Pneumonia

most common pathogens

bacterial pathogens

Streptococcus pneumoniae (pneumococcus) is the most common cause of community-acquired pneumonia. It colonizes the oropharynx of up to 25% of healthy adults. Increased predisposition is seen in people with alcoholism, chronic lung disease, renal failure, sickle cell disease, prior splenectomy, hematologic malignancy, and HIV infection. Lobar consolidation with air bronchograms is typically seen by the 2nd or 3rd day of illness. In most areas of the world, penicillin G is the treatment of choice, with cephalosporins or vancomycin indicated depending on regional sensitivity patterns.

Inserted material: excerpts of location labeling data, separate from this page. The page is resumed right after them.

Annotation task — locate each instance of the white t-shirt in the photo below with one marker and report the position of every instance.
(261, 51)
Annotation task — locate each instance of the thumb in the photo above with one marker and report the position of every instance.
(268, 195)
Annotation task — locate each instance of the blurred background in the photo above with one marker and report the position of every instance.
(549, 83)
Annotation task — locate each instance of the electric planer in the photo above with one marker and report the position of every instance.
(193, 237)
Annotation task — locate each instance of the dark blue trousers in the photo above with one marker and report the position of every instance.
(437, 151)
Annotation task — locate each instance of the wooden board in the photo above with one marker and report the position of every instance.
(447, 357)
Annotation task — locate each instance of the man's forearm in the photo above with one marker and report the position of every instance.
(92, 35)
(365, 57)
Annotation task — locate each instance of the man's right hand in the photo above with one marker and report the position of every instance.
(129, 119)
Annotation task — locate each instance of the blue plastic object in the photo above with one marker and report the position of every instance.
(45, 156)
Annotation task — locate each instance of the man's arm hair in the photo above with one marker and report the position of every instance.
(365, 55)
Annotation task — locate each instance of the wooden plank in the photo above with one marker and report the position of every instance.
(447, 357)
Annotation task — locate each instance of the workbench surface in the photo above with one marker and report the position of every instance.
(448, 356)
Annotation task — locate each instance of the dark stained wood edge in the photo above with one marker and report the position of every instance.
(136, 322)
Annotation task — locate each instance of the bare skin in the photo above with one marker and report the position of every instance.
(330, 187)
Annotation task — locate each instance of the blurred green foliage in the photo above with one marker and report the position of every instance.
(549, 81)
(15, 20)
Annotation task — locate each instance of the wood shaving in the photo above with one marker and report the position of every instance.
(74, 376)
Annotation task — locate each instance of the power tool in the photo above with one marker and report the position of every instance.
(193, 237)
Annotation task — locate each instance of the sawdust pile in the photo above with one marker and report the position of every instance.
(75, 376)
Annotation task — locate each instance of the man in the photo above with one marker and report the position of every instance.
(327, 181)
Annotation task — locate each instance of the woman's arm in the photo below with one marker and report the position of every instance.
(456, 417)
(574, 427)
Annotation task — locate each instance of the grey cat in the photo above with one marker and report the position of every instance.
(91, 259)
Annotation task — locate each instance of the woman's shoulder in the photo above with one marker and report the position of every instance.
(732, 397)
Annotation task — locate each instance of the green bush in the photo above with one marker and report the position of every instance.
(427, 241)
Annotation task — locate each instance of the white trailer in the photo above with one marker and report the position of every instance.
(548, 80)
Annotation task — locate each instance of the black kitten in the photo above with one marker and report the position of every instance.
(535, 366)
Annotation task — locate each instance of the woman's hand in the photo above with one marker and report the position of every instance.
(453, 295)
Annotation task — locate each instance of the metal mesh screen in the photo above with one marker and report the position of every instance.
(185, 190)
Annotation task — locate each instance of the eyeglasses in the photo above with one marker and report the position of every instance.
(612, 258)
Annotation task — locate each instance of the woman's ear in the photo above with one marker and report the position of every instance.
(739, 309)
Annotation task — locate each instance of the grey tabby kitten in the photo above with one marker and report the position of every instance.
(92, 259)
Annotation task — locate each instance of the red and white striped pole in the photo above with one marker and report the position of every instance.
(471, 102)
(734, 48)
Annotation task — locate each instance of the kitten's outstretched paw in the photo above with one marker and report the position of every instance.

Staphylococcus aureus accounts for 2-5% of community acquired pneumonias, 11% of hospital pneumonias, and up to 26% of pneumonias following viral infection.

Haemophilus influenzae, a gram-negative coccobacillus often present in the upper respiratory tract, is especially important in people with COPD. Even though pathologic involvement therefore depends on isolation by bronchoscopy or other methods, if seen in a sputum sample, treatment should begin with ampicillin plus a beta-lactamase inhibitor, or a 2nd- or 3rd-generation cephalosporin.

Gram-negative bacilli are increasingly important lung pathogens due to use of potent antibiotics and intensive care units. They are ubiquitious throughout hospitals, contaminating equipment and instruments, and are a major source of nosocomial pneumonia. Important pathogens include klebsiella pneumoniae, Escherichia coli, Pseudomonas spp, Legionella

Other bacteria include mycoplasmal and chlamydial pneumonias

• Francisella tularensis
• Yersinia pestis
• Rhodococcus equi

viral pathogens

Respiratory viral infection is usually limited to the upper respiratory tract, and only a small proportion of infected adults develop pneumonia. In children, viruses are the most common cause of pneumonia, with respiratory synctial virus being the most common pathogen.

Adults at increased risk of influenzal pneumonia include older adults, patients with chronic heart, lung, or kidney disease, and women in the last trimester of pregnancy.

CMV can cause severe pneumonia in immunosuppressed people. Other viral causes include varicella, measles, and hantavirus. SARS-CoV and bird flu are potential future epidemics.

Influenza-induced necrosis of epithelial cells predisposes to bacterial colonization, and S. pneumoniae, S. aureus, and H. influenzae pneumonias are the most common concomitant infections.

History

Respiratory symptoms include

• cough
• sputum
• dyspnea
• fever

absence of rhinorrhea or sore throat

past medical history

• asthma
• dementia
• immunosupression

Duration of symptoms is a critical piece of information.

• pneumococcal, mycoplasma, or virual or viral disease is usually acute, with symptoms lasting for hours or days.
• Symptoms lasting 10 days or longer are rarely caused by common bacterial pathogens and should raise suspicion of mycobacterium, fungal, or anaerobic pneumonia, and/or the presence of underlying disease.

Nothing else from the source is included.